Prep Time: 30 Minutes
Cook Time: 35-40 Minutes
Yield: Serves 4
Prep Time: 30 Minutes
Cook Time: 35-40 Minutes
Yield: Serves 4
Shared by Owl Ridge Wines. Pairs with their 2014 Lodi Cabernet Sauvignon.
1 lb Andouille sausage, sliced
2 Tbsp canola oil
2 cups sweet onion, diced
1 cup celery, diced
1 large red bell pepper, diced
4 garlic cloves, minced
1 bay leaf
2 tsp Creole seasoning
1 tsp dried thyme
1 tsp dried oregano
2 (10-oz.) cans diced tomatoes and green chiles, drained
3 cups chicken broth
2 cups uncooked long-grain rice
2 cups shredded cooked chicken
1 lb peeled, medium-size raw shrimp, deveined
1/2 cup fresh flat-leaf parsley, chopped
Garnish: chopped green onions
Preparation:
1. Cook sausage in hot oil in a Dutch oven over medium-high heat, stirring constantly, 5 minutes or until browned. Remove sausage with a slotted spoon.
2. Add diced onion and next 7 ingredients to hot drippings; sauté 5 minutes or until vegetables are tender. Stir in tomatoes, next 3 ingredients, and sausage.

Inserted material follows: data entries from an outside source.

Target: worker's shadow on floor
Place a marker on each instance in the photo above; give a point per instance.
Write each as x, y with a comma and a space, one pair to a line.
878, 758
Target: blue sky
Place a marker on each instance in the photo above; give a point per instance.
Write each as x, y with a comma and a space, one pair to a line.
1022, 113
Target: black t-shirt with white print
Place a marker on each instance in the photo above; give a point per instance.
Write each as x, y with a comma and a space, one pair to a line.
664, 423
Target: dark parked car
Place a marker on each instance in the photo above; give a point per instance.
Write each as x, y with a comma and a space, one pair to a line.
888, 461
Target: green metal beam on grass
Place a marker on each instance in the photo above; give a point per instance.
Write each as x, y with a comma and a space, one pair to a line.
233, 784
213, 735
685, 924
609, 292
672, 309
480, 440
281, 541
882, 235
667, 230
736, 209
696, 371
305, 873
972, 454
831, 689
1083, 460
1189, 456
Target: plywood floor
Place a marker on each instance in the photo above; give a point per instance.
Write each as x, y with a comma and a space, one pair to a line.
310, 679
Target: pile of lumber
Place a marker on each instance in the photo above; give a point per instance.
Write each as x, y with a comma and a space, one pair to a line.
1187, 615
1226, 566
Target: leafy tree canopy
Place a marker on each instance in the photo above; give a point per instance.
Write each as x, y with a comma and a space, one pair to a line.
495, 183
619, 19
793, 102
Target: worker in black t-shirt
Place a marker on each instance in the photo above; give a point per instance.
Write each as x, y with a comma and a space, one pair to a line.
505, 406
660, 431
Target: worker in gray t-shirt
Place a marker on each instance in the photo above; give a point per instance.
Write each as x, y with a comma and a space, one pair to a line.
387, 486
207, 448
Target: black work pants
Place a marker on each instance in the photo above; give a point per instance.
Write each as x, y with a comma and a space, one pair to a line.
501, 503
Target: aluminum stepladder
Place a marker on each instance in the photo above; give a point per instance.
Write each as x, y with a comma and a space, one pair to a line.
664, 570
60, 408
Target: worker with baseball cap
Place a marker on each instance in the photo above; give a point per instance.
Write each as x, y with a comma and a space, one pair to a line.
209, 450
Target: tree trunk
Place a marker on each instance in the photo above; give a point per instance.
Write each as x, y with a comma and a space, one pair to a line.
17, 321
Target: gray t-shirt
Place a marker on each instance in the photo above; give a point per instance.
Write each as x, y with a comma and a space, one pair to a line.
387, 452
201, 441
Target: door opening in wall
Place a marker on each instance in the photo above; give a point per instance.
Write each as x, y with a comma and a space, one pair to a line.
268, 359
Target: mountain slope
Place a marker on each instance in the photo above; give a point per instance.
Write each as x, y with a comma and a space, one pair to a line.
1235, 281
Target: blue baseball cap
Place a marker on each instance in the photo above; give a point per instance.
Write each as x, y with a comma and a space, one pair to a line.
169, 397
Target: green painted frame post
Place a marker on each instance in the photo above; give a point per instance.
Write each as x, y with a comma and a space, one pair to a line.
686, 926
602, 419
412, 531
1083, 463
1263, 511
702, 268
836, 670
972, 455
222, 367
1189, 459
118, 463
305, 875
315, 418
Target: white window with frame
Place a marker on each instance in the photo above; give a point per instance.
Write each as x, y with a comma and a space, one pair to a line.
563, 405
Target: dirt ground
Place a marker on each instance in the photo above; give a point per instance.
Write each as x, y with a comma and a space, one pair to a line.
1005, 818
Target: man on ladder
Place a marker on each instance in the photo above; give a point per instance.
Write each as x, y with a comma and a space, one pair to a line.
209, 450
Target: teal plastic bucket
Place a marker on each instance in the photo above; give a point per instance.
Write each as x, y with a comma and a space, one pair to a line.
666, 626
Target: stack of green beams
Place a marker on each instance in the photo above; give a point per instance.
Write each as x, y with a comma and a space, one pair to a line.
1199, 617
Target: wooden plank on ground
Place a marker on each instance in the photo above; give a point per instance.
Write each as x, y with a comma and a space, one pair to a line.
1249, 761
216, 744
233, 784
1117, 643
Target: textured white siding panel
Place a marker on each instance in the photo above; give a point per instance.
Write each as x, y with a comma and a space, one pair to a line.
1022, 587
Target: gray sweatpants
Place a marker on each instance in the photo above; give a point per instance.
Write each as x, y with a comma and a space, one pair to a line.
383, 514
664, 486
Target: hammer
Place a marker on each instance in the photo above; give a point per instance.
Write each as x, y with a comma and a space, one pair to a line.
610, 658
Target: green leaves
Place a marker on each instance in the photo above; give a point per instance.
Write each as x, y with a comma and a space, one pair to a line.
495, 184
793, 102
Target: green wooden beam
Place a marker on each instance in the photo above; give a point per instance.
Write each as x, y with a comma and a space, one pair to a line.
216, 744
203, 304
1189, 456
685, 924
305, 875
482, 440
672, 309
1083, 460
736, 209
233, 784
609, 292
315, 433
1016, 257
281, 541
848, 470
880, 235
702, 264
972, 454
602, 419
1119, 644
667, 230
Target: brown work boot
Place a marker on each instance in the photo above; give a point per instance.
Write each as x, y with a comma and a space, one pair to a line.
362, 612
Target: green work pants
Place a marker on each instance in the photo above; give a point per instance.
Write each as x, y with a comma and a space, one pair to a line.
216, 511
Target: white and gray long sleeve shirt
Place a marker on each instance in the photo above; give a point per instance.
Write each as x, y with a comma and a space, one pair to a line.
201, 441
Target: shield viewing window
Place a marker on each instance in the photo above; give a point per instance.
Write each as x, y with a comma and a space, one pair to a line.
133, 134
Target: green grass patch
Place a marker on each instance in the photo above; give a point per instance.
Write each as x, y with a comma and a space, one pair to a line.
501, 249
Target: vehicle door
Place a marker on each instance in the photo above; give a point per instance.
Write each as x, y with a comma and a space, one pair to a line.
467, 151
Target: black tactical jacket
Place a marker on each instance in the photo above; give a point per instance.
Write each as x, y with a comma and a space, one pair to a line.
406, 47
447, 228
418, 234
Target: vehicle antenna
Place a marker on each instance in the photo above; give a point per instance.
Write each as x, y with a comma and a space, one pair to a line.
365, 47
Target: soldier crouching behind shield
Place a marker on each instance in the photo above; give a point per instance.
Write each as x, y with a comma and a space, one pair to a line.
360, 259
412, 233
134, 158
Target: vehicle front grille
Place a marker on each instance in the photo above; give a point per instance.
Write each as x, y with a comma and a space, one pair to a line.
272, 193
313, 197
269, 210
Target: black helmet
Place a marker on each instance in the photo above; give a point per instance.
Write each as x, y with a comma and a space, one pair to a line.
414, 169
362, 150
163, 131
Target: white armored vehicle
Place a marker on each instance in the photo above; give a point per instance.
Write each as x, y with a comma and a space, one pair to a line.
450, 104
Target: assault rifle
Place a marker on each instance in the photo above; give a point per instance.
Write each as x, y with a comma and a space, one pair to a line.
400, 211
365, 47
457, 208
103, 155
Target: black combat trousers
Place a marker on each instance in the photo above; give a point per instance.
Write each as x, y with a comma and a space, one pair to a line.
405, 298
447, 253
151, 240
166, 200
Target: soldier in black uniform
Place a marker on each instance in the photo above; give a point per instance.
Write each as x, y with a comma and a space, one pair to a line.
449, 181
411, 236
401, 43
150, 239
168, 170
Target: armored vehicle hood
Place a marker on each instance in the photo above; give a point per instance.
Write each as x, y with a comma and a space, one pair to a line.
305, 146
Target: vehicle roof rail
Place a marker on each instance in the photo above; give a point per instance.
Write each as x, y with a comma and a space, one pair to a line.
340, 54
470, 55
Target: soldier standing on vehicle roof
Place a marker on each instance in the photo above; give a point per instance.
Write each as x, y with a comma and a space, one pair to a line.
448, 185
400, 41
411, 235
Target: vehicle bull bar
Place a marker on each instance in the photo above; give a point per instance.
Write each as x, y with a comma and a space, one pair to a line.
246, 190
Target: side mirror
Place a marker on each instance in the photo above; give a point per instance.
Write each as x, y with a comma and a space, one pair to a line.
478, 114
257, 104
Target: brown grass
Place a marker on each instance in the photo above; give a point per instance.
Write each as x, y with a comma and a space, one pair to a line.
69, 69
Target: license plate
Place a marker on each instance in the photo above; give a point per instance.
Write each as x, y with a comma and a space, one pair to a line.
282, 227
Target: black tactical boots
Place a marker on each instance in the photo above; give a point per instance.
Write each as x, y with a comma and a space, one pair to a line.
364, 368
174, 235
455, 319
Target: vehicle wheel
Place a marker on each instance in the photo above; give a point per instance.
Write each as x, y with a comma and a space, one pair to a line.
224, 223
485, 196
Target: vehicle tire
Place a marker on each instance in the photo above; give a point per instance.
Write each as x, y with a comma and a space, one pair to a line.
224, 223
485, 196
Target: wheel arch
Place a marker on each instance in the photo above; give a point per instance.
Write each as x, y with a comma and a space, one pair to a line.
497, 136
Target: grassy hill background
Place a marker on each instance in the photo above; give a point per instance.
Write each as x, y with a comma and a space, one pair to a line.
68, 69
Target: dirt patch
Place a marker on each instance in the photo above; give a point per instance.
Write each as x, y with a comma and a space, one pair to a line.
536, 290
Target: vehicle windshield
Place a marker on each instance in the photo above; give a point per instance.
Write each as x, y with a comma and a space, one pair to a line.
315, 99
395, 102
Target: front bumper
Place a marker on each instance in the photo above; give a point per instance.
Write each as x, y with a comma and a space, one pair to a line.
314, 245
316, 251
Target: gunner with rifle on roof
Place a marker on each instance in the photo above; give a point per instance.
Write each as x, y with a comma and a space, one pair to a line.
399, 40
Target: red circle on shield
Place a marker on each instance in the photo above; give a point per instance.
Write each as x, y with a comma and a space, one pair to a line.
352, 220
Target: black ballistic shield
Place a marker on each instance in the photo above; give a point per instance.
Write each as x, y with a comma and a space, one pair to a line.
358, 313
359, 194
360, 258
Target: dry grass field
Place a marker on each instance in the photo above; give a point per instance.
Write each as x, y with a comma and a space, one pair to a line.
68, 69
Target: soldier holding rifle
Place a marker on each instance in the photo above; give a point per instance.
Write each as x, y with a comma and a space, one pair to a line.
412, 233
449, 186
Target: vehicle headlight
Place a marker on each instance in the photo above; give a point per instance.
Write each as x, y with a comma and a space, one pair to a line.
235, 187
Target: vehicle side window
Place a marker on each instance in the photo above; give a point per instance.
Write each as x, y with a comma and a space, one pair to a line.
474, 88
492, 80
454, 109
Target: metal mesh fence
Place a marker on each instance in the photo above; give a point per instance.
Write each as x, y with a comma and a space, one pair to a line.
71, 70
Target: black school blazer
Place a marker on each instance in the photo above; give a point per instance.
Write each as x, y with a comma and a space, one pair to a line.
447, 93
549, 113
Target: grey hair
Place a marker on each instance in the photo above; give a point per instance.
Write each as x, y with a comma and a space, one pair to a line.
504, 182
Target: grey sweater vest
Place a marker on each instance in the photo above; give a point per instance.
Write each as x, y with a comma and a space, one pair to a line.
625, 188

3. Bring to a boil over high heat. Cover, reduce heat to medium, and simmer, stirring occasionally, 20 minutes or until rice is tender.
3. Stir in shrimp; cover and cook 5 minutes or just until shrimp turn pink. Stir in parsley. Garnish with choppedd green onions. Serve immediately.